Jesus G. Atilano v. Robert L. Wilkie

CourtUnited States Court of Appeals for Veterans Claims
DecidedJuly 3, 2019
Docket17-1428
StatusPublished

This text of Jesus G. Atilano v. Robert L. Wilkie (Jesus G. Atilano v. Robert L. Wilkie) is published on Counsel Stack Legal Research, covering United States Court of Appeals for Veterans Claims primary law. Counsel Stack provides free access to over 12 million legal documents including statutes, case law, regulations, and constitutions.

Bluebook
Jesus G. Atilano v. Robert L. Wilkie, (Cal. 2019).

Opinion

UNITED STATES COURT OF APPEALS FOR VETERANS CLAIMS

No. 17-1428

JESUS G. ATILANO, APPELLANT,

V.

ROBERT L. WILKIE, SECRETARY OF VETERANS AFFAIRS, APPELLEE.

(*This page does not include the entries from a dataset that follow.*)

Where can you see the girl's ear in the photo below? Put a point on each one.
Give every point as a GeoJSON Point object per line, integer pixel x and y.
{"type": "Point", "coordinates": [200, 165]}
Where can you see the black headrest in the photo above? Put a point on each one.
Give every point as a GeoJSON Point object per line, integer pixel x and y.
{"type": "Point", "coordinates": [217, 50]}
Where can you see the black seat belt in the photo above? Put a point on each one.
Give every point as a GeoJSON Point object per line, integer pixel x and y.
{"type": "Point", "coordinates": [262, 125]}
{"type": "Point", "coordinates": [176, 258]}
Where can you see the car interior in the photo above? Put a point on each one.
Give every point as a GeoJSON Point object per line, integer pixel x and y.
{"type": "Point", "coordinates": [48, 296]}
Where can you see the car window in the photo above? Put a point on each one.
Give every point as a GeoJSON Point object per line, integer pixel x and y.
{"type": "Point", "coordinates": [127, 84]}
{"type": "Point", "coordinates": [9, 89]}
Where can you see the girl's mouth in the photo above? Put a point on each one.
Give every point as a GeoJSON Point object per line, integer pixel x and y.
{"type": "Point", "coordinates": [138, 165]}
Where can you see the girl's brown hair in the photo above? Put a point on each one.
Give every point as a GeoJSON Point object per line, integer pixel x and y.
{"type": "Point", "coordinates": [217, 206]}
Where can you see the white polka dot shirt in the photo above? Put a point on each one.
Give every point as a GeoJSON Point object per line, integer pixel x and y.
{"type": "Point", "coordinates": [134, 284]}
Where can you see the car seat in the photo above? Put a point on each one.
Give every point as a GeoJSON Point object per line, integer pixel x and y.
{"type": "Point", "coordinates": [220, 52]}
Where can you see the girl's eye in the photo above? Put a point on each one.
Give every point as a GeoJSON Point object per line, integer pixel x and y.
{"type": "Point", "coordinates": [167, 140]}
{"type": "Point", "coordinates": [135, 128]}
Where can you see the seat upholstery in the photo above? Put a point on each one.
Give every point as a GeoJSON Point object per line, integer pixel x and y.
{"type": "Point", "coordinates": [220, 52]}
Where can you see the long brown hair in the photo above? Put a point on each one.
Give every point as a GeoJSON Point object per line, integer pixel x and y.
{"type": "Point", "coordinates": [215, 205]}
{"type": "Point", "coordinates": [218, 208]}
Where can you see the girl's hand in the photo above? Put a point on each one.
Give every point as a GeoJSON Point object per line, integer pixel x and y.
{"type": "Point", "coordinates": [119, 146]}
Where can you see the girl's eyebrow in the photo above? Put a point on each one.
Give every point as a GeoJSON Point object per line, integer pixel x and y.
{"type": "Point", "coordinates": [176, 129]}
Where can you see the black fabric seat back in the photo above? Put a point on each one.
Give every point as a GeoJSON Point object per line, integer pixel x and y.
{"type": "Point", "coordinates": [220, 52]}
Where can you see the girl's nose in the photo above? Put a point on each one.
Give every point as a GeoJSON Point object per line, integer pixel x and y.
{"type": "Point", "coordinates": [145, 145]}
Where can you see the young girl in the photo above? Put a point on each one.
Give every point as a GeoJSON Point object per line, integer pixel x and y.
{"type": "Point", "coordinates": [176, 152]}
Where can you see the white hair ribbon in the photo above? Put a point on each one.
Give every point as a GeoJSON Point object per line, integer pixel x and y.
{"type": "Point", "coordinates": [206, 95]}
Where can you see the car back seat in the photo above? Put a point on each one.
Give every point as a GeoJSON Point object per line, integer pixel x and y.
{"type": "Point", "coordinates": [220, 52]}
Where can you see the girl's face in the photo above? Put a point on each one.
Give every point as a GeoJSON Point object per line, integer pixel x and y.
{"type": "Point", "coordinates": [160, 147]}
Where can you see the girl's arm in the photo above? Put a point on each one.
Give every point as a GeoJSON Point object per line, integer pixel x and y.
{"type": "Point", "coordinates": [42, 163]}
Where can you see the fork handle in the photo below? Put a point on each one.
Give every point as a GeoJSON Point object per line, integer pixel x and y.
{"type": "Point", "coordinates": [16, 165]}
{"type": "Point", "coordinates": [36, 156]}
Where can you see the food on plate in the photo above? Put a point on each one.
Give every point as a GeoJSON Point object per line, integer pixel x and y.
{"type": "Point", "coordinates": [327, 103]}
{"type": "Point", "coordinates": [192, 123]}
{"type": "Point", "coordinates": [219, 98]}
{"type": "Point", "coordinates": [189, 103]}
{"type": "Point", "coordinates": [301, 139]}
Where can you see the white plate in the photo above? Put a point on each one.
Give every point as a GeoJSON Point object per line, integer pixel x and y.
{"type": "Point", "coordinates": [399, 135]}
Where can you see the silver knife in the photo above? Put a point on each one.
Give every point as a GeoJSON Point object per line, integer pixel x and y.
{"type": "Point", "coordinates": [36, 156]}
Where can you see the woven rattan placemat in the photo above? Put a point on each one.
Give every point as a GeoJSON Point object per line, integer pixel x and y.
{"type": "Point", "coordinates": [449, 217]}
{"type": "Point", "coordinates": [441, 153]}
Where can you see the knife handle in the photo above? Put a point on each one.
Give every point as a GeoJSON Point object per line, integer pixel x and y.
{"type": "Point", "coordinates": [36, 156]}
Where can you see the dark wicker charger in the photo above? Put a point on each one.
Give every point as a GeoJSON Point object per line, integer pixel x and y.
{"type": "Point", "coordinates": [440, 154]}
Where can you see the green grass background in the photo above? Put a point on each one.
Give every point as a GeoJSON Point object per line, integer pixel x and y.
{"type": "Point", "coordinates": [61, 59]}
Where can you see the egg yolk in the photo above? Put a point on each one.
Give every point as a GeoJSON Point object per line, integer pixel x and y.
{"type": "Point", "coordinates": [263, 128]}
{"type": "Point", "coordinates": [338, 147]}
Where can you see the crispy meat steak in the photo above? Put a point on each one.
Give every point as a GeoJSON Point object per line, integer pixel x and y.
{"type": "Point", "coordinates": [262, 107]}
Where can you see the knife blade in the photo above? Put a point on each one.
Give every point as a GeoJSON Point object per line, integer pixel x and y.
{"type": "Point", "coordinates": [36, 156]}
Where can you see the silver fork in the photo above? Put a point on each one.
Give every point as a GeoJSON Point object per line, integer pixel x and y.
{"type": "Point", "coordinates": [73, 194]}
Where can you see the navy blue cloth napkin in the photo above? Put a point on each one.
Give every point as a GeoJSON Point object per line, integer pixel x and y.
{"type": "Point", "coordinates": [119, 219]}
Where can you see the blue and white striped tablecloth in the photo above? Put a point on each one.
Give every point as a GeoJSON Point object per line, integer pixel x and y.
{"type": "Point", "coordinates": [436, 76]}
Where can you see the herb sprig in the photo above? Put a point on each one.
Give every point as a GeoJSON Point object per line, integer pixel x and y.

On Appeal from the Board of Veterans' Appeals

(Argued January 10, 2019 Decided July 3, 2019)

Sean A. Ravin, of Coral Gables, Florida, and Kenneth M. Carpenter, of Topeka, Kansas, for the appellant.

Lindsay J. Gower, with whom James M. Byrne, General Counsel; Mary Ann Flynn, Chief Counsel; and Selket N. Cottle, Deputy Chief Counsel, were on the brief, all of Washington, D.C., for the appellee.

Before PIETSCH, MEREDITH, and TOTH, Judges.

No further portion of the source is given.